In an act of coincidental justice, Robespierre was guillotined without a trial in 1794.
. Idi Amin Dada
Idi Amin was an army officer and president of Uganda. He took power in a military coup in January 1971, deposing Milton Obote. His rule was characterized by human rights abuses, political repression, ethnic persecution, extra judicial killings and the expulsion of Indians from Uganda. The number of people killed as a result of his regime is unknown; estimates range from 80,000 to 500,000. On August 4, 1972, Amin issued a decree ordering the expulsion of the 60,000 Asians who were not Ugandan citizens (most of them held British passports). This was later amended to include all 80,000 Asians, with the exception of professionals, such as doctors, lawyers and teachers.
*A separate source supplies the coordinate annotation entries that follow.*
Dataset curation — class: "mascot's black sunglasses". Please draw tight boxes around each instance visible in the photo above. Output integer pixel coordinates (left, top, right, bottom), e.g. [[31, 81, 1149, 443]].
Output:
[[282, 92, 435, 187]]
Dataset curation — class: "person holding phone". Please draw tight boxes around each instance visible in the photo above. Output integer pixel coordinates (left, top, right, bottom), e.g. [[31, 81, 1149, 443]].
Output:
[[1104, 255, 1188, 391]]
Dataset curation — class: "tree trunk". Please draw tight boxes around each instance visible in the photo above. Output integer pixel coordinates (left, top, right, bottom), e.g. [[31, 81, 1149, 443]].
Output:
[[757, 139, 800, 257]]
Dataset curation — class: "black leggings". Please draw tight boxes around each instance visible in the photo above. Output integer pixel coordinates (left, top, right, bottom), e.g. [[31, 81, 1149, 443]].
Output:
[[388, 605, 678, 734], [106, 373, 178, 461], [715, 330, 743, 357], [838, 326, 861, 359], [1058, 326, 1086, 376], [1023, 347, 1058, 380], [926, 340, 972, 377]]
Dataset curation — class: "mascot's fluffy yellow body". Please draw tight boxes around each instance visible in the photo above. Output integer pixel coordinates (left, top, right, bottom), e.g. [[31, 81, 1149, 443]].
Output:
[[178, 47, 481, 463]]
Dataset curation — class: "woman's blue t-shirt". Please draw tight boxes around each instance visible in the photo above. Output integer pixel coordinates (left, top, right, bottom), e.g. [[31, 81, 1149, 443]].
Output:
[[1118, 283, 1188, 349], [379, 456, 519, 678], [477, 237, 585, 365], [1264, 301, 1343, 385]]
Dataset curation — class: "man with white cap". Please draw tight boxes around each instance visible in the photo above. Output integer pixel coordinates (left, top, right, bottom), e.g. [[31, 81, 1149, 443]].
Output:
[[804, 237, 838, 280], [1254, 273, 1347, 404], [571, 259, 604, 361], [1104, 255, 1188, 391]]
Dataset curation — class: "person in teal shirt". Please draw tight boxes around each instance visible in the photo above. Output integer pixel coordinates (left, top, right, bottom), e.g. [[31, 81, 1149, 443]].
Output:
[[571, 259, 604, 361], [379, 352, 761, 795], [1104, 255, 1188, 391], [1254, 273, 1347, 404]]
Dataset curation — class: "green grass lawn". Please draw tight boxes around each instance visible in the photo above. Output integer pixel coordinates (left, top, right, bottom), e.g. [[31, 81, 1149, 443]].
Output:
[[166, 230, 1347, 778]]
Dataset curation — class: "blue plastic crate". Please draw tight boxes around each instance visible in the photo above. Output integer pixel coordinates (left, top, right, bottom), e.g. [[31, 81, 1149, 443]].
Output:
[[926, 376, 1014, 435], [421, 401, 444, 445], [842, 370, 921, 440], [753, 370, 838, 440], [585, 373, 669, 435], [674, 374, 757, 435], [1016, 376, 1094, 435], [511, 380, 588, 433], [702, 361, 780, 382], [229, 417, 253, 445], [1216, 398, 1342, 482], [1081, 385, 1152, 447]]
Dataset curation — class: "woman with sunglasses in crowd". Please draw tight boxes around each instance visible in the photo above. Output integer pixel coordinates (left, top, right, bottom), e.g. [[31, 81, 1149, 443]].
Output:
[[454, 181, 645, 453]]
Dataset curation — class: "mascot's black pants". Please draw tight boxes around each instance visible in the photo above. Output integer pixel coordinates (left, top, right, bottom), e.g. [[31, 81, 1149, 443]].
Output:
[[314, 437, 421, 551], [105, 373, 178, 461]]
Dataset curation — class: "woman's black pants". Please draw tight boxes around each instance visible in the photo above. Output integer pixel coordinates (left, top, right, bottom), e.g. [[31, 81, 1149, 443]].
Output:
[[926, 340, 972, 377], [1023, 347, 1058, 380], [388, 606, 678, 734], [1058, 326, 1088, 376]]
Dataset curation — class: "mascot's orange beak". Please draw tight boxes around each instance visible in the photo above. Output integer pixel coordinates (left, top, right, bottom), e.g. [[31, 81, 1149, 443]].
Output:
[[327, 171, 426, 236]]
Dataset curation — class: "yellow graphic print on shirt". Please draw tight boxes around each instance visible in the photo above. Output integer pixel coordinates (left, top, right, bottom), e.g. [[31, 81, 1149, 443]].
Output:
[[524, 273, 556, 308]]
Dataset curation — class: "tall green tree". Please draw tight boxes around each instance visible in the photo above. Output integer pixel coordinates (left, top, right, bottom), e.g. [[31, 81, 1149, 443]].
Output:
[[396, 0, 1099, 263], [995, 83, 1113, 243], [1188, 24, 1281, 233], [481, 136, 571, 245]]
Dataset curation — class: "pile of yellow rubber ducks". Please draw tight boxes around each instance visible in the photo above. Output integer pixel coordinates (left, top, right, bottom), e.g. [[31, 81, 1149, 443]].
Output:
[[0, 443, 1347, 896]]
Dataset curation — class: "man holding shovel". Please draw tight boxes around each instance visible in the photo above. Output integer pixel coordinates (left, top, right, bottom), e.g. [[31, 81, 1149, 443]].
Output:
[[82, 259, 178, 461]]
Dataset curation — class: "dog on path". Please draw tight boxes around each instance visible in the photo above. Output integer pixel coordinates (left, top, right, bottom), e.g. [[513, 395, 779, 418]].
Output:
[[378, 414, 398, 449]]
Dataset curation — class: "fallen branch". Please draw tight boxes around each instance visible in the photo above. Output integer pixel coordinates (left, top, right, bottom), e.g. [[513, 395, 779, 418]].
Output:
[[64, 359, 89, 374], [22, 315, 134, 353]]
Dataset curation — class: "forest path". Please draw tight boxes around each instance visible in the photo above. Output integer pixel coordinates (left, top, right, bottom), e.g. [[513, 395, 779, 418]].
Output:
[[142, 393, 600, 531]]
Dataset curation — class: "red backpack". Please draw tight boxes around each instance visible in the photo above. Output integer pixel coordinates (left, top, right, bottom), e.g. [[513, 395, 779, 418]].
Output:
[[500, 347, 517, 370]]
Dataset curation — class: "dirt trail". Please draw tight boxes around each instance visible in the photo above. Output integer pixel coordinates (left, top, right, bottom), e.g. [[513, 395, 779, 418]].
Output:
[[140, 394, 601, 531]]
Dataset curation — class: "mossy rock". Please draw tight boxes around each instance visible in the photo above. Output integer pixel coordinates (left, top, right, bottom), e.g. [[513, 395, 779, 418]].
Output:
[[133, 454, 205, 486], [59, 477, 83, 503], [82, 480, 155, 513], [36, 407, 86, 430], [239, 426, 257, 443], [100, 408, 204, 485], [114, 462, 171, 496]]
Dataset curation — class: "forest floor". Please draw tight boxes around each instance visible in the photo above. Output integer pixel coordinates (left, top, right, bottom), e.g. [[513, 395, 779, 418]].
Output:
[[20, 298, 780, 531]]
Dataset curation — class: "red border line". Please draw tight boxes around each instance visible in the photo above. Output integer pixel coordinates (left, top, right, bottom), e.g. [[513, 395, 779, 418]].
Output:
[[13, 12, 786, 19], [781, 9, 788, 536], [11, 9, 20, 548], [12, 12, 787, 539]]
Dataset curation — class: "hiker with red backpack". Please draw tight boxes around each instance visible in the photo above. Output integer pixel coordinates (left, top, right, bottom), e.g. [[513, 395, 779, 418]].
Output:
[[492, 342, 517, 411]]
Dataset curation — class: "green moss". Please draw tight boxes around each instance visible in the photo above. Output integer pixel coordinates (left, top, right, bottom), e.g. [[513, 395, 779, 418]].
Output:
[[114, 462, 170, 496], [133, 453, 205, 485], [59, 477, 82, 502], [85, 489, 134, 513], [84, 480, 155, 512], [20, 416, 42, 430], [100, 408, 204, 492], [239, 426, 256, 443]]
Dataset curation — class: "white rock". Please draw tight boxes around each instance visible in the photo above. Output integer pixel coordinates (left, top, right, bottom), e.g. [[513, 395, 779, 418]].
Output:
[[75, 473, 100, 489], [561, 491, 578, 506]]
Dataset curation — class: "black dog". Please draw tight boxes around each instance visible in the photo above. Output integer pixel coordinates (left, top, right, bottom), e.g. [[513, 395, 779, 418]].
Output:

Amin was eventually overthrown, but until his death, he held that Uganda needed him and he never expressed remorse for the abuses of his regime.
Leopold II of Belgium
Leopold II was King of Belgium from 1865-1909. With financial support from the government, Leopold created the Congo Free State, a private project undertaken to extract rubber and ivory in the Congo region of central Africa, which relied on forced labour and resulted in the deaths of approximately 3 million Congolese. The regime of the Congo Free State became one of the more infamous international scandals of the turn of the century. The area of land privately owned by the King was an area 76 times larger than Belgium, which he was free to rule as a personal domain through his private army, the Force Publique. Leopold’s rubber gatherers tortured, maimed and slaughtered until at the turn of the century, the conscience of the Western world forced Brussels to call a halt.